Ultrafilter quantifiers and Hindman’s theorem

A filter on \mathbb N is a consistent notion of largeness for subsets of \mathbb N. “Largeness” has the following properties.

  • if A is large and A \subseteq B then B is large
  • if A and B are large then A \cap B is large
  • the empty set is not large

At most one of A and A^\text{c} is large; an ultrafilter is a filter which always has an opinion about which it is.

  • either A or A^\text{c} is large

The usual notation for “A is large” is A \in \U, where \U is the ultrafilter. This casts ultrafilters as sets, rather than notions of largeness. To bring the notion of largeness to the foreground we can use ultrafilter quantifiers; we write \U(x)\ A(x), read “for \U-most x, A(x) holds” (where we have also identified A with the predicate “is a member of A“).

  • if \U(x)\ \phi(x) and \phi \implies \psi then \U(x)\ \psi(x)
  • if \U(x)\ \phi(x) and \U(x)\ \psi(x) then \U(x)\ \phi(x) \wedge \psi(x)
  • \forall x\ \phi(x) \implies \U(x)\ \phi(x) \implies \exists x\ \phi(x)
  • \neg [\U(x)\ \phi(x)] \iff \U(x)\ \neg \phi(x)

From this point of view \forall x\ \phi(x) says that the set of elements with property \phi is everything, and \exists x\ \phi(x) that the set of elements with property \phi is non-empty. \U behaves like a mixture of \forall and \exists, with the considerable advantage that logical operations pass through \U unchanged without having to worry about De Morgan’s laws.

Adding ultrafilters

It turns out that the set of ultrafilters on \mathbb N is a model for the Stone–Čech compactification \beta \mathbb N of (\mathbb N, +). \mathbb N is embedded as the set of principal ultrafilters (“A is large if and only if n \in A“), and the addition on \mathbb N extends to \beta \mathbb N:

    \[\U + \V = \{A : \{x : A-x \in \V\} \in \U\}.\]

(Here A-x should be interpreted as (A-x) \cap \mathbb N.) But to use this addition with quantifiers all we need to know is that (\U+\V)\ \phi(x) \iff \U(x)\ \V(y)\ \phi(x+y).

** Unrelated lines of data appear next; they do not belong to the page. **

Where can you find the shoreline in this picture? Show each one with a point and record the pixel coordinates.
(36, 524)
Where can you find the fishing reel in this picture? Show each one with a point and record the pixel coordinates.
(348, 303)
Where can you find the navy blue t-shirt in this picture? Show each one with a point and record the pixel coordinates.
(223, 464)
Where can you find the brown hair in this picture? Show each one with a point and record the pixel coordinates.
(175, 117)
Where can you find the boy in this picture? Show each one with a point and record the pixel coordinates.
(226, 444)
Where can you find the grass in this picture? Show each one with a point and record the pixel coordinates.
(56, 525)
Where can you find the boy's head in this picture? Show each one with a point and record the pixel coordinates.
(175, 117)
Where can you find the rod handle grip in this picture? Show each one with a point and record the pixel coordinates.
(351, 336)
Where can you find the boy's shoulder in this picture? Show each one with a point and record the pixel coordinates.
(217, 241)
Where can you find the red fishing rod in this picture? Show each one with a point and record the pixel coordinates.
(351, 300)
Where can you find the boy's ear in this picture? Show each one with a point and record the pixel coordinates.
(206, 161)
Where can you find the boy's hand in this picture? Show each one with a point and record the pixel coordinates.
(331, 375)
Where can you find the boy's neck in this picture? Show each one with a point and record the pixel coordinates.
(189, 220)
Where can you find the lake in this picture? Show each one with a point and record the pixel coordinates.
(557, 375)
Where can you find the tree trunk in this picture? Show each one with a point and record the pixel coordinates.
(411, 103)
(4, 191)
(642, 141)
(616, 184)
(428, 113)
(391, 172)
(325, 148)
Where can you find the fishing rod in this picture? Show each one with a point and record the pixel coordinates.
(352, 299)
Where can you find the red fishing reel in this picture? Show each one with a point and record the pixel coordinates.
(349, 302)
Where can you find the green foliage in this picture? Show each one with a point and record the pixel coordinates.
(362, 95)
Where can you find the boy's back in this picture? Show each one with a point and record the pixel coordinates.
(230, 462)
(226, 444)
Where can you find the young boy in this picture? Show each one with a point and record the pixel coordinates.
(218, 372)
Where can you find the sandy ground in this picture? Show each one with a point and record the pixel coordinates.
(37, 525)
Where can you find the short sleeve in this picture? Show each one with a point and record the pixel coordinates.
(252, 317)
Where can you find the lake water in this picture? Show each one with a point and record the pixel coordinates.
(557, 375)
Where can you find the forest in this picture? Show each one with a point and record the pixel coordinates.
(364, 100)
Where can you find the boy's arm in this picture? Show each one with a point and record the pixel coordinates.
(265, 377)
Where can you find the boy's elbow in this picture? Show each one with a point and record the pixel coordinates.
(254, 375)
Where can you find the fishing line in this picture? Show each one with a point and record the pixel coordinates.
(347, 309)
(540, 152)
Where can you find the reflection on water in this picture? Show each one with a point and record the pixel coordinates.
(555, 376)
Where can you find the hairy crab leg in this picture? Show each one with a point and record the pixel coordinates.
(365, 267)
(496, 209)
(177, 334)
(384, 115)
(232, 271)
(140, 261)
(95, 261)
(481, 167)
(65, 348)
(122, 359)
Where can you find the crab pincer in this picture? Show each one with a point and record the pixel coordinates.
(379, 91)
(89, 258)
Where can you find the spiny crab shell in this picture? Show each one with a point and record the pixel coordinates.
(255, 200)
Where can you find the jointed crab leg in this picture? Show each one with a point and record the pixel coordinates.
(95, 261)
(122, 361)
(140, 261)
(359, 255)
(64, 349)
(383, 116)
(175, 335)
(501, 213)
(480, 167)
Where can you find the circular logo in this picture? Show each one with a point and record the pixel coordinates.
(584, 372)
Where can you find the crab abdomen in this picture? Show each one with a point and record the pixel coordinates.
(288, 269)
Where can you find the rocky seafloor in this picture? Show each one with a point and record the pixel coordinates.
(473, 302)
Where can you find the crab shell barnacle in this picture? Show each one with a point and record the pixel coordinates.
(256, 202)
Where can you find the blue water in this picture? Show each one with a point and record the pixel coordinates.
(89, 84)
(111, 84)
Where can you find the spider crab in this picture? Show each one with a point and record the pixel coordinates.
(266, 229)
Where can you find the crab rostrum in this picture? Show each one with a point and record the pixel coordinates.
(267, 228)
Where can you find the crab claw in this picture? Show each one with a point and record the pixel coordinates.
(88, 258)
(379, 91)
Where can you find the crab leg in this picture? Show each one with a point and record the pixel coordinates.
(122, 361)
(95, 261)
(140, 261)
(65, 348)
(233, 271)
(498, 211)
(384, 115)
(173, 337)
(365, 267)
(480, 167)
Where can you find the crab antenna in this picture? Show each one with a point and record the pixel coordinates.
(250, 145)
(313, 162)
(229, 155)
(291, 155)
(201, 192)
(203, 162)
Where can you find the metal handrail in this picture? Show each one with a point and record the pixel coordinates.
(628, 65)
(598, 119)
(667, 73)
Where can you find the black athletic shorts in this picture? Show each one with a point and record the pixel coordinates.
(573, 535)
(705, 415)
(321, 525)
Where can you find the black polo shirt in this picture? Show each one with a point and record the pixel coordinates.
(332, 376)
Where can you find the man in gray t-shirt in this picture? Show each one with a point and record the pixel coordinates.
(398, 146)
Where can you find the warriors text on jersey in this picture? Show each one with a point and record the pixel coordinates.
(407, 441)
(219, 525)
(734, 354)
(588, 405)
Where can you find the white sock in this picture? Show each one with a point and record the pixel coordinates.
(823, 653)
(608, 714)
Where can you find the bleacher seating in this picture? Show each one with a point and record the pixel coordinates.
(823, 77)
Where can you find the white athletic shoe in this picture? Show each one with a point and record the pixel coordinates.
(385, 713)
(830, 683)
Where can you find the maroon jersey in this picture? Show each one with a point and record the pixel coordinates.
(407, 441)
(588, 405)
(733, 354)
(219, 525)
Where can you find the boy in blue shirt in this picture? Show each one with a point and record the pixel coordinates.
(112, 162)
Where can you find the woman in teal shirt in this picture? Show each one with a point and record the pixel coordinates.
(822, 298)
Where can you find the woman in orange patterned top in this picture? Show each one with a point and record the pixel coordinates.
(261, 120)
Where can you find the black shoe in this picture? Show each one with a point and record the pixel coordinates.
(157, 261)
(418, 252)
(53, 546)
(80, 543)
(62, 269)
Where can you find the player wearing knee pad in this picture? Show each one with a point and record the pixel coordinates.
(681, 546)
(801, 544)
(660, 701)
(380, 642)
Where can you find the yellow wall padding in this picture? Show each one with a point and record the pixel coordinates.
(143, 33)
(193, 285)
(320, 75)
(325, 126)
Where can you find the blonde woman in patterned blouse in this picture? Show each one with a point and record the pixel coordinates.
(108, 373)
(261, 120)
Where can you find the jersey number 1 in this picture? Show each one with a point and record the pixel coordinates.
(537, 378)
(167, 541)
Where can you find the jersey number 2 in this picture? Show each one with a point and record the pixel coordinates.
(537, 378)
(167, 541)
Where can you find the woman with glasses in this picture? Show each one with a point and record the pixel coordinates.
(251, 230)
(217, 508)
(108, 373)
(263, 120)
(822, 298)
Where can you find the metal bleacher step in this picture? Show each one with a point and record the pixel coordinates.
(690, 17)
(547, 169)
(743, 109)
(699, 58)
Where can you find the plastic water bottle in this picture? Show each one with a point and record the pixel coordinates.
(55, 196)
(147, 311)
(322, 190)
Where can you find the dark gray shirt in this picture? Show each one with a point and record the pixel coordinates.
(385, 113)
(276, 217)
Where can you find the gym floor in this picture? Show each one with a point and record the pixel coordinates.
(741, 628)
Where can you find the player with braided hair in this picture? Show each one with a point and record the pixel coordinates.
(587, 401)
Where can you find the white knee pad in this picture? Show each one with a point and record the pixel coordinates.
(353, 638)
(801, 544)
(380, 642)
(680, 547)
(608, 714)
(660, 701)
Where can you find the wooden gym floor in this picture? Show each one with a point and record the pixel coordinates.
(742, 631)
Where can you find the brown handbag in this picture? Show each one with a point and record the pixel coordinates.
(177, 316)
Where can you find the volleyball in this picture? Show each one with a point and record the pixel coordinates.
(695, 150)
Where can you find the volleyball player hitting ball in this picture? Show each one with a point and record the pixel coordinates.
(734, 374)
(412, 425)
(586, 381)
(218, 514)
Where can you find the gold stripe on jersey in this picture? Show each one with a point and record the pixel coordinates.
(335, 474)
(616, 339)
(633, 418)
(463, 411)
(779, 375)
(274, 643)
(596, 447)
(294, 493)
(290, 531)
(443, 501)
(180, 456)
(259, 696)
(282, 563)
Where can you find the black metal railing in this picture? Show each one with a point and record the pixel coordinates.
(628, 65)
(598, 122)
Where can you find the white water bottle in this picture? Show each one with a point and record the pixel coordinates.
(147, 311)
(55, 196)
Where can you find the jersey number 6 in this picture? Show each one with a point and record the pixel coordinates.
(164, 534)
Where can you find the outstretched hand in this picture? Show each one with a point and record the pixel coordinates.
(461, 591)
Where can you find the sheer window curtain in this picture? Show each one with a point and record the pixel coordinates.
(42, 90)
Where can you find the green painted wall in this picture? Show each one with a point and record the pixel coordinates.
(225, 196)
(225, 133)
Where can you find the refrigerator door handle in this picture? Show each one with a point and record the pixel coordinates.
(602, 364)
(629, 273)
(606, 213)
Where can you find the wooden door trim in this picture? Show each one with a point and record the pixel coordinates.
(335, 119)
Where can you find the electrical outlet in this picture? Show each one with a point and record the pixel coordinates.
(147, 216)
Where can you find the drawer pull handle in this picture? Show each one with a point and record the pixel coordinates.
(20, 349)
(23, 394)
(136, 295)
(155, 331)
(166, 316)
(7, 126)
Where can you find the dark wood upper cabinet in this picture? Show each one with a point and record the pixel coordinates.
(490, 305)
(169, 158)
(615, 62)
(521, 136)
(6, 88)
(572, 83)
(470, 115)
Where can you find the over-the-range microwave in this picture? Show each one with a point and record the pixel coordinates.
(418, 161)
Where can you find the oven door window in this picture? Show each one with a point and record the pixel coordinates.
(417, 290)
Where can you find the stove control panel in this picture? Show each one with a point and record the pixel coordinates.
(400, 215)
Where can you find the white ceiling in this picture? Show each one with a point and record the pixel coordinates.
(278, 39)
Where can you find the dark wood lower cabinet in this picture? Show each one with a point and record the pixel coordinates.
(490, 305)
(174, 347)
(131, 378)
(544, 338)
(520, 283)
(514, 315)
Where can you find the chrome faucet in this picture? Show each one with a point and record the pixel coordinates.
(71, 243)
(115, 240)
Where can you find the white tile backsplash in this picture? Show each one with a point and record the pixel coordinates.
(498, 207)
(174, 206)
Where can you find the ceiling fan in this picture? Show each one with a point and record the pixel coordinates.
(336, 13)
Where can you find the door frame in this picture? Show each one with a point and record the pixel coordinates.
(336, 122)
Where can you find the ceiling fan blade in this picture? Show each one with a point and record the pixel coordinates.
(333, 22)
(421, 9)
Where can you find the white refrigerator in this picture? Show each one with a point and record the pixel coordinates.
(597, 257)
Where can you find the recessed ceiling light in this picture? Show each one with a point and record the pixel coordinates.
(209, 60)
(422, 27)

If you can see that from the first definition then your brain is wired differently from mine.

It is a fact that there exist idempotent ultrafilters, with \U + \U = \U. Given such a \U, we can play the following game. Suppose that \U(x)\ \phi(x). Then (\U+\U)(x)\ \phi(x), so \U(x)\ \U(y)\ \phi (x+y) and therefore \U(x)\ \U(y)\ \phi(x) \wedge \phi(y) \wedge \phi (x+y) (by ANDing with the original assertion, and the original assertion with the dummy variable x replaced by y). In particular, \exists x\ \U(y)\ \phi(x) \wedge \phi(y) \wedge \phi (x+y). But now we can fix a good choice of x and repeat the whole process with \psi(y) = \phi(x) \wedge \phi(y) \wedge \phi (x+y) in place of \phi to get that

    \[\exists x\ \exists y\ \U(z)\ \phi(x) \wedge \phi(y) \wedge \phi (x+y) \wedge \phi(z) \wedge \phi(x+z) \wedge \phi(y+z) \wedge \phi (x+y+z).\]

Iterating, we eventually obtain an infinite sequence x_1, x_2, \ldots such that \phi holds for every sum of finitely many of the x_i. Together with the observation that whenever \mathbb N is finitely coloured exactly one of the colour classes is \U-large this proves Hindman’s theorem, that we can always find an infinite sequence x_1, x_2, \ldots such that every sum of finitely many terms has the same colour.

A version of this argument with more of the details filled in is on the Tricki.